On retrouve toute une fascination sur l'éveille des sens, thème qu'on retrouvait déjà dans son précédent court métrage, mais aussi tout une fascination pour l'univers de la fête underground qui fait la force et la singularité de la réalisatrice. On peut presque voir des inspirations à la Nan Goldin lors de la séquence dans les toilettes, dans une volonté plus réaliste que réaliste de retranscrire l'autre côté de la soirée arrosée.
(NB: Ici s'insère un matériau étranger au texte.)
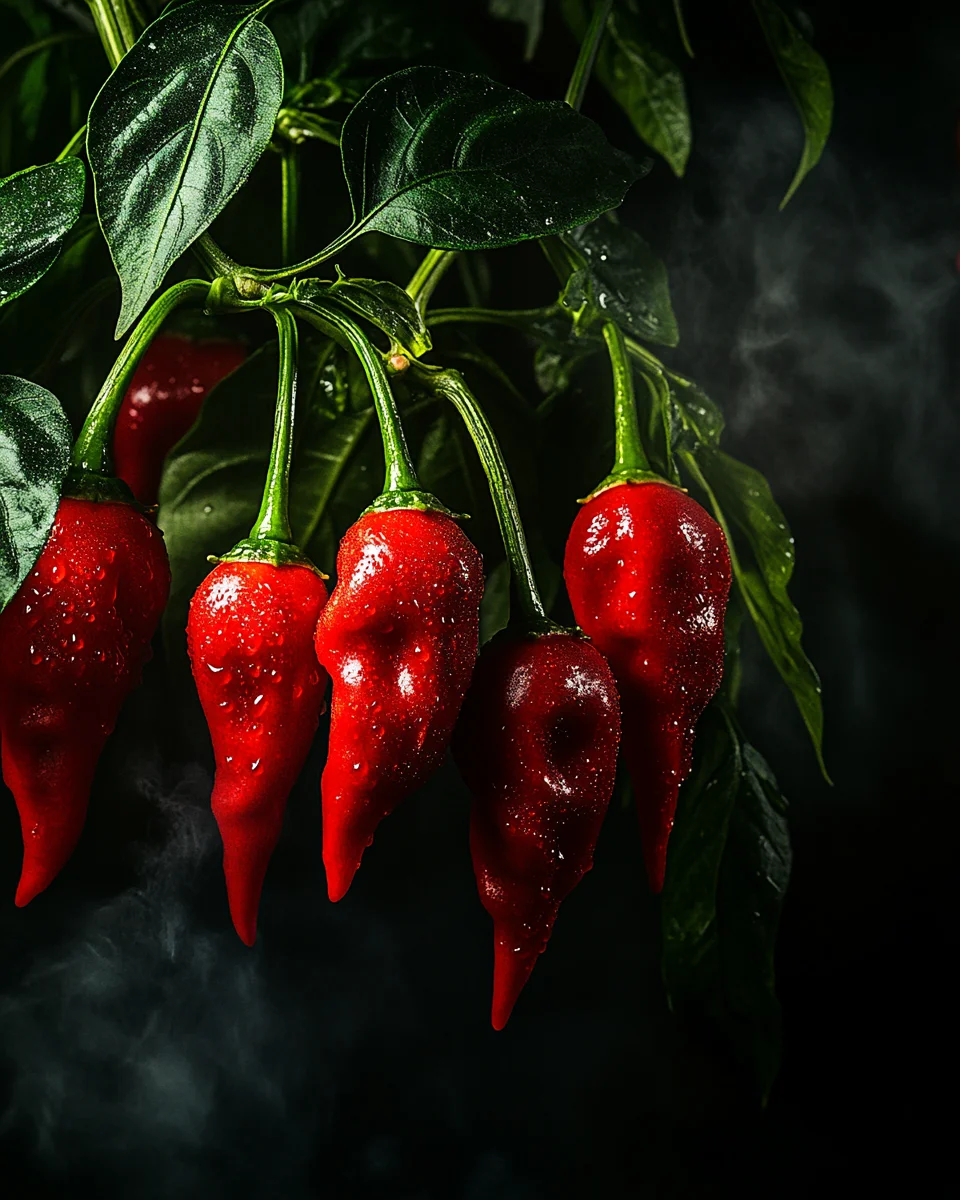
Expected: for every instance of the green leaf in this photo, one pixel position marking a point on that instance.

La préparation avant d'aller danser (qu'on retrouvait déjà dans le clip de Ye Kou Si Kuo), les plaisir périphériques de la fête qui peuvent se prolonger en backstage... tout cela tend à apporter un regard moderne et actuel sur ses personnages. Cette idée est retranscrite dans la réalisation qui se veut presque comme une transposition d'un événement vécu. D'une part, la captation sonore et le travail du son relève presque de la rotoscopie avec un son qu'on dirait presque pris sur un tournage en prise de vue réelle. De l'autre, le design des personnages et l'animation donne l'impression de voir des croquis directement échappé d'un carnet d'artiste, comme si on était plongé dans les souvenirs d'une situation réelle retranscrit dans un carnet du personnage principal. Tout cela est accentué et parfait à travers le nom même du court métrage, "La meuf de Jay", dont l'argot donne un sentiment de spontanéité très actuel pour décrire soit une meuf: soit le personnage principal, soit celle qu'elle croisera dans la boite de nuit. On sent ainsi un projet très ingénieux et singulier qui n'attend qu'à bousculer le spectateur.
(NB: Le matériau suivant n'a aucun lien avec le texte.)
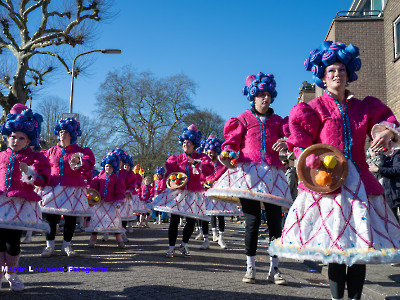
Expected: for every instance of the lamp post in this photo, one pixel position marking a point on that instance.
(107, 51)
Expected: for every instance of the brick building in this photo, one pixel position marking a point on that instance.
(374, 27)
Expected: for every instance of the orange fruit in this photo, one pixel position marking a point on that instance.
(323, 178)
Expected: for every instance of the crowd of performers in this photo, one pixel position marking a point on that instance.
(346, 228)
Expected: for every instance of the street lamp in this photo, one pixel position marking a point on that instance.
(107, 51)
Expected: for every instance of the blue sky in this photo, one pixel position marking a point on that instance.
(217, 43)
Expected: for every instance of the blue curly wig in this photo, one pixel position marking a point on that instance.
(72, 126)
(121, 154)
(111, 159)
(260, 83)
(129, 161)
(213, 143)
(160, 170)
(192, 134)
(200, 149)
(329, 53)
(24, 120)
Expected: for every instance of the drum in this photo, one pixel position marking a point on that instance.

Le souci étant qu'on arrive jamais à réellement quitter une forme d'académisme qui pousse à rester dans quelque chose de convenu et sage. Les interactions entre les personnages sonnent presque faux tant on cherche à construire des plans ou des situations "cinématographiques", à l'image du premier dialogue entre Jay et le personnage principal (avec un jeu d'acteur trop hésitant, en sous-jeu, peu être mal dirigé), ou même les échanges de regard lors de la scène dans les toilettes. Alors que toute la réalisation hurle son envi d'être au plus proche du réel, le film se heurte à la nécessité de faire "bien" dans une logique d'obtention de diplôme. On a ainsi une aseptisation des gimmicks (ou un manque de confiance en son récit) qui vient alourdir le visionnage. Cela se remarque notamment sur le travail des corps qui est très en retrait. Dans Maman il a quoi le chien ?, on avait un travail sur le rapport à l'intime et comment les contacts physiques peuvent avoir une sonorité, notamment lorsque le personnage principal va pour découvrir son corps par l'intermédiaire d'un chou-fleur qui, à chaque craquement de feuille ou au simple effleurement du choux sur la peau, peut procurer des sensations. Ici nous sommes dans une boite de nuit, c'est bruyant, c'est parfois très sale, mal odorant, on peut s'y blesser, c'est un lieu où les mœurs sont différentes et où il y a peu d'interdits... et mis à part le premier baisé très charnelle et des sons dans une cabine de toilette, on n'a pas grand chose pour nous bousculer. On a bien la rencontre entre le personnage principal et "la meuf de Jay" qui peut surprendre, mais même cette événement qui peut rappeler Titane de Julia Ducourneau (notamment la scène des douches et cette idée qu'un événement accidentelle peut provoquer du malaise et une forme de douleur physique), on reste dans une forme de retenu qui contraste avec l'univers ambiant. A l'image de la soirée: Lorsqu'on est avec "La meuf de Jay" on s'amuse, lorsqu'on est avec Jay on peut très vite s'ennuyer. A l'image du clip de Ye Kou Si Kuo, peu être faut-il attendre un cadre moins scolaire pour pleinement profiter du potentiel évident de la réalisatrice.